Я шел домой, строя планы на всю неделю, неделю абсолютной свободы, которая должна была закончиться тусой по поводу моего дня рождения. Моего первого настоящего дня рождения, потому что все предшествующие не в счет. Их просто не было. В нашей семье это был день поминовения, или поминания, никак не могу запомнить, сестры моей Юлии, которая в этот единственный день выходила из небытия и заслоняла для родителей свет их очей, то есть меня. Этот день был посвящен только ей, кладбище, церковь, слезы и все такое прочее, а для меня, естественно, ничего, никаких детских праздников или хотя бы торта со свечками.
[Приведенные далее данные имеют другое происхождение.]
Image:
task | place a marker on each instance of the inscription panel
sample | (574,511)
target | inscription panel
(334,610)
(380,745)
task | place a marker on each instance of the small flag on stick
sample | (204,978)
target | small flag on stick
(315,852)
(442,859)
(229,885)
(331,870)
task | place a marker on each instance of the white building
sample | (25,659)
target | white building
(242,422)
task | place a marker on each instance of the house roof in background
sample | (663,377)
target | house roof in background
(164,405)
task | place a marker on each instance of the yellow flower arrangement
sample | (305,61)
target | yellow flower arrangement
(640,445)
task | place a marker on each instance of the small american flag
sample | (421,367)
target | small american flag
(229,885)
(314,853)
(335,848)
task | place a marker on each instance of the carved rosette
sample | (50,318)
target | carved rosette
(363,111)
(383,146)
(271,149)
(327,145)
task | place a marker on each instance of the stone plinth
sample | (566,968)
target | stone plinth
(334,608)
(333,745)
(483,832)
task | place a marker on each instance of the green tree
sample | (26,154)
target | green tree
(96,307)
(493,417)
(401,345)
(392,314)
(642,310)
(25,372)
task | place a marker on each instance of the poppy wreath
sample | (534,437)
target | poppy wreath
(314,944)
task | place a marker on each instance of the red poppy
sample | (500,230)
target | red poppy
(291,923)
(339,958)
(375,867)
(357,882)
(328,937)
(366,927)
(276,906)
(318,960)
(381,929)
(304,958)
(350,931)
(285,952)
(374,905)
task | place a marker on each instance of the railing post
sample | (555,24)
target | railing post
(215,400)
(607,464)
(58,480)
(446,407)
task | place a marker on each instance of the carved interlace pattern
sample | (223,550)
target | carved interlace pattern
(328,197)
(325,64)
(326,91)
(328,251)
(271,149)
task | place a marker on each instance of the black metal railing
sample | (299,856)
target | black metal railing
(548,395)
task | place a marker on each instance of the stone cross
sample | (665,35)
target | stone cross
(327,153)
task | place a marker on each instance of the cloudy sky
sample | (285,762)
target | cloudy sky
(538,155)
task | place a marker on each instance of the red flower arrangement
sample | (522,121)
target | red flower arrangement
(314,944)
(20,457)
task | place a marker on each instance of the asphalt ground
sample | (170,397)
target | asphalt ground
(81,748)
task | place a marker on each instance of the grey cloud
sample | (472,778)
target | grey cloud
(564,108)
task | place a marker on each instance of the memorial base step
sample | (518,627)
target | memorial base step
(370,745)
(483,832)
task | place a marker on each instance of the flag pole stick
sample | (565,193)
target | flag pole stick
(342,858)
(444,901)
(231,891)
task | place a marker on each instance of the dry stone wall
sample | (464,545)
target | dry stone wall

Подарки, правда, были, но не в этот день, и поэтому ощущения праздника не возникало.
Но в этом году я твердо настоял на своем. Несмотря ни на что. У Юлечки круглая дата! Ну так и у меня круглая дата. Мама даже всплакнула, но я это проигнорировал. Я мамины слезы хорошо разбираю. Когда ей плохо – это одно, а когда она хочет от меня чего-то добиться – это другое. Если честно, уперся я не из-за дня рождения. Потусить с друзьями можно было в любой другой день, я ж теперь сам себе хозяин. Но родители наотрез отказались купить мне машину. Хоть бы для виду сказали, что там денег нет или еще что-нибудь такое же объективное, так ведь нет! То есть деньги-то как раз есть, разумных причин для отказа нет. Стеной встали. Вот я и решил их немного наказать и поддавить, вдруг одумаются. Хотя вряд ли.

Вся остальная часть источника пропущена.